Federal Finance Minister Bill Morneau. Photo: The Canadian Press/Adrian Wyld

The Niagara Independent, January 17, 2020 — Federal Finance Minister Bill Morneau forewarned Canadians this week about the Liberals’ first budget of this minority Parliament. It will be a budget that will focus on the environment and climate change. It is to trumpet policies aimed at curbing energy consumption and planning for future climate emergencies. In launching the government’s pre-budget consultations, the Finance Minister framed the government’s priority saying, “We think that we have a mandate, together with other parties, in government to move forward on issues around environment and climate change.”

In questions after his announcement, Morneau stated, “We will be thinking of other ways to change energy consumption habits, and change our carbon intensity.” Yet in subsequent interviews the Finance Ministers has left little doubt that the primary carbon-reducing initiative in the upcoming budget will be adjustments to the federal carbon tax rates.

On April 1, 2019, the Trudeau government implemented its carbon tax, the centerpiece of the Liberals’ plan “to reduce Canadians’ dependence on fossil fuel and lessen Canada’s greenhouse gas emissions.” The new “price of pollution” imposed on Canadians is a $20 tax on every tonne of carbon emissions from any fossil fuel. According to the Government’s published tax schedule, this tax would increase by $10 per year until 2022, when it would peak at $50 a tonne. However, that was last year — before the election.

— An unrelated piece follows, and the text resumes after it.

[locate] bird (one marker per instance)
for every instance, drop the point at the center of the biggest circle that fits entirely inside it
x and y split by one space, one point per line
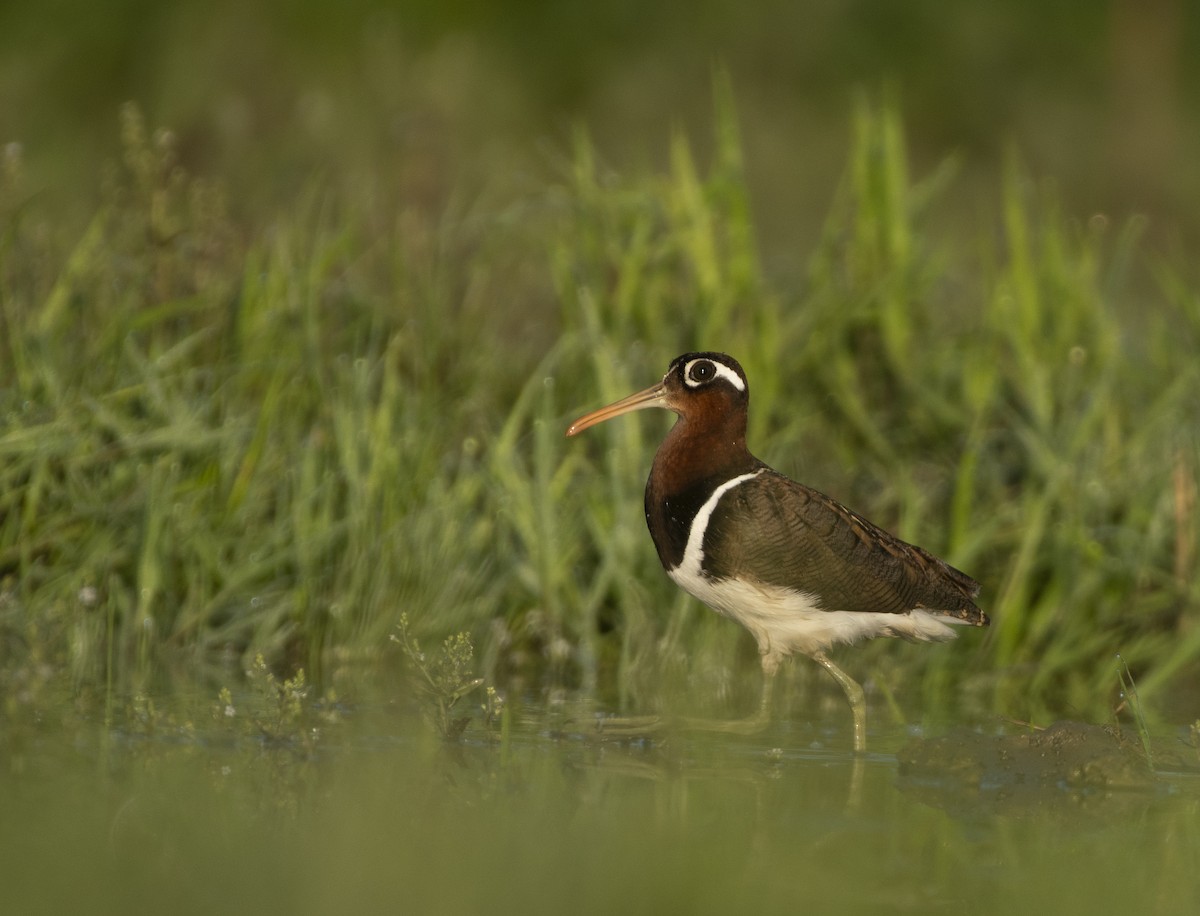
796 568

It was also before the United Nations “Emissions Gap Report” urged a further global reduction of greenhouse gas (GHG) emissions. The new report suggests emissions must be reduced by 7.6 per cent each year in order to successfully meet its prescribed limit for global warning of 1.5 degrees above pre-industrial levels. Citing a mess of mathematical projections and forecasts, the UN concludes GHG emissions now need to go down by at least 55 per cent over the next decade.

From a Canadian perspective, the new UN targets equate to a greater-than-planned reduction. In the Paris Climate Agreement, Canada pledged to reduce its GHG emissions by 30 per cent below 2005 levels by 2030. In the election, Prime Minister Justin Trudeau pledged Canada would not only exceed its 2030 emission goal, but achieve a net-zero carbon emissions level by 2050.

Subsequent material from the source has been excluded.